July 18, 2012
Many older farmers in America will note that the sector has changed a significant amount over the course of their life, as days on the farm from their childhood differ greatly from the present day.
Although they may look back with a sense of nostalgia and pride, it is tough for these farmers to deny that improvements in technology and innovation within the sector have not made day-to-day operations easier.
People who own antique farm equipment often note that they enjoy the dependability and simplicity of these machines, but they often use new models on their land in order to get the best possible yield and to increase efficiency.
The Southwestern Minnesota Independent reported that one man has seen the evolution of farm equipment first-hand, as Leland Reppe has worked on machines in the agricultural sector for more than 50 years.
This farmer noted that life repairing John Deere equipment was much different in the 1960s, astechnology that seemed revolutionary at the time now seems like a standard inclusion in any model.
“When I began, a four-row wide planter was considered state-of-the-art and a lot of people were still using two-row planters,” Reppe told the news source. “So I guess you could say I’ve seen planters go from two rows back then toas many as 48 rows today. We’ve gone from eight foot wide field cultivators to 60 footers now. And nobody here is called a mechanic anymore.

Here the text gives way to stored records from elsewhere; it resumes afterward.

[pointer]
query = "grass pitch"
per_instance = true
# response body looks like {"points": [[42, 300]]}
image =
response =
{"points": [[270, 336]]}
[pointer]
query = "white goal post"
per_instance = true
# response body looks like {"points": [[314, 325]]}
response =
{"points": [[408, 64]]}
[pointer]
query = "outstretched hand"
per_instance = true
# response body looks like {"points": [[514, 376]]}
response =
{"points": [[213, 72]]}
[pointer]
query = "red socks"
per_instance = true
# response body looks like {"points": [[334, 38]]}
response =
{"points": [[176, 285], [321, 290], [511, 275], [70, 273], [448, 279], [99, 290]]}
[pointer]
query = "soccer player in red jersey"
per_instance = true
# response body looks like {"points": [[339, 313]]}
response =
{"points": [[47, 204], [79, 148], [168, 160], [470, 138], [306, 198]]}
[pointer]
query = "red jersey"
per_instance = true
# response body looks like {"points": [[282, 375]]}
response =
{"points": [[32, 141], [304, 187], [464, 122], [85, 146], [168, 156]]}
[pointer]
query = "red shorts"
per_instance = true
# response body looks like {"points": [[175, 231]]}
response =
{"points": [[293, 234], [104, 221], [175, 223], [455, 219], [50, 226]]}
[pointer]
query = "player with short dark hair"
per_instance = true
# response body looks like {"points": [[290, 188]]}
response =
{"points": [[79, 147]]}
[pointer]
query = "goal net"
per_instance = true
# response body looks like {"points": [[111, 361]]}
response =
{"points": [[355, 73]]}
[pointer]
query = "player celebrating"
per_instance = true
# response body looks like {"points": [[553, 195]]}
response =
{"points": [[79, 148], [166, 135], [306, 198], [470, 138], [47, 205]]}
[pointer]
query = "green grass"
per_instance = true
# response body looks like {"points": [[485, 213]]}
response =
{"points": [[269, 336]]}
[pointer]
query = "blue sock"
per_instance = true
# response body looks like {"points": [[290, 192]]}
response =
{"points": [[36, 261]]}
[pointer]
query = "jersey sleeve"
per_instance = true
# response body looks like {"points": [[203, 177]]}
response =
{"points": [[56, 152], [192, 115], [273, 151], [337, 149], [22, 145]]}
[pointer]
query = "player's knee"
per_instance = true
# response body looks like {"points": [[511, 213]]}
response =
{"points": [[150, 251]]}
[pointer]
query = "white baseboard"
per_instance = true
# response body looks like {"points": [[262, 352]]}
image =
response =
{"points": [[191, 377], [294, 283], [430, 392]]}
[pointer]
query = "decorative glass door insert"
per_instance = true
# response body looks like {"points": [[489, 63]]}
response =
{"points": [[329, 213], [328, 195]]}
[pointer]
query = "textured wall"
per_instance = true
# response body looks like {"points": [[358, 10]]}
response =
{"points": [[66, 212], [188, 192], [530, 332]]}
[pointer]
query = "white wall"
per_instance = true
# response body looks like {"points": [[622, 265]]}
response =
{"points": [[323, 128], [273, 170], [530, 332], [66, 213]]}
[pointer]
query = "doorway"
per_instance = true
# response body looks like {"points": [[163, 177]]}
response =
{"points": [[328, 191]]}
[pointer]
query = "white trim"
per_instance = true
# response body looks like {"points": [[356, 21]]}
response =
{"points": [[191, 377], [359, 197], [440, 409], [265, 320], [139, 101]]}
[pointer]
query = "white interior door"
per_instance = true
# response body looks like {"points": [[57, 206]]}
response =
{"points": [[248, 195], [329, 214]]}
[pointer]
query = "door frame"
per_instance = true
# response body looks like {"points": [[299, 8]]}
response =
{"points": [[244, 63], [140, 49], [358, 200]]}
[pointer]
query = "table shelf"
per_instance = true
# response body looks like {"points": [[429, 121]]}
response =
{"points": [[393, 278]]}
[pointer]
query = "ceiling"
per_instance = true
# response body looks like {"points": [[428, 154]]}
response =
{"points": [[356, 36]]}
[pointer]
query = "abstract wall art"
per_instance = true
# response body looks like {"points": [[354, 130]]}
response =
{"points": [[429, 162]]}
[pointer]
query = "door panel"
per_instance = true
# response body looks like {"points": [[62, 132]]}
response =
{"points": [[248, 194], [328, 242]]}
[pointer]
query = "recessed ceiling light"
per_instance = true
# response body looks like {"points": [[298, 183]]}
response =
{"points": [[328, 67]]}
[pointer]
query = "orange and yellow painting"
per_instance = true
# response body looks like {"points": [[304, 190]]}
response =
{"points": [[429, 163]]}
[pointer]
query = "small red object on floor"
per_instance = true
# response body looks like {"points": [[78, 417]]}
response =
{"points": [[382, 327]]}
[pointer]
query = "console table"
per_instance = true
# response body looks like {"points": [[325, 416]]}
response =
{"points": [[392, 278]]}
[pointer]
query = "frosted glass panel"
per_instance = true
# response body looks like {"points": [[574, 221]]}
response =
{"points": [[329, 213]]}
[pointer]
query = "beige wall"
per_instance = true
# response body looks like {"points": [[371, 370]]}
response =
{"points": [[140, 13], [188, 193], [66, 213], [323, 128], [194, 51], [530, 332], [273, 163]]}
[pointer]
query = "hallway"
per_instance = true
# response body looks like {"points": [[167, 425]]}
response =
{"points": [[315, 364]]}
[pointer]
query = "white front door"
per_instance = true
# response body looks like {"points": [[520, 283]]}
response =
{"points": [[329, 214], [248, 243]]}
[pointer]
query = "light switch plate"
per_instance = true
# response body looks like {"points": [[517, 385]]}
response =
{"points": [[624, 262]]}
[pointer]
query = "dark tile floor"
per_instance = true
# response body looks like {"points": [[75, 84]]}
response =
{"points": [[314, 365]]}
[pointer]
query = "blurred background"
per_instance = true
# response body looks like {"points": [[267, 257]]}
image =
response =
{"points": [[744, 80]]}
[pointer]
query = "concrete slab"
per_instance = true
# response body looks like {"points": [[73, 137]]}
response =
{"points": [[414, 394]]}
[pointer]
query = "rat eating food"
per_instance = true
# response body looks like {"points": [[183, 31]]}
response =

We’re all technicians.”
He noted that he has seen the progression of technology in the sector first hand, something he said has made the job much easier for many people who are trying to make a living on both large and small farms.
According to the Independent, one of the biggest changes has been the introduction of computer technology on John Deere models, as everything related to these advances Reppe outsources to his grandson. He noted that despite his lack of knowledge about the tech-related fixtures, he still marvels at each new model and the potential that new innovations have.
He also loves working with the equipment and the generational-bridge that it provides, as his entire family and many neighbors are involved in agriculture.
“It’s great to be working with the third and maybe even the fourth generation of farm families,” said Reppe. “There aren’t many lines of work where you get to do that.”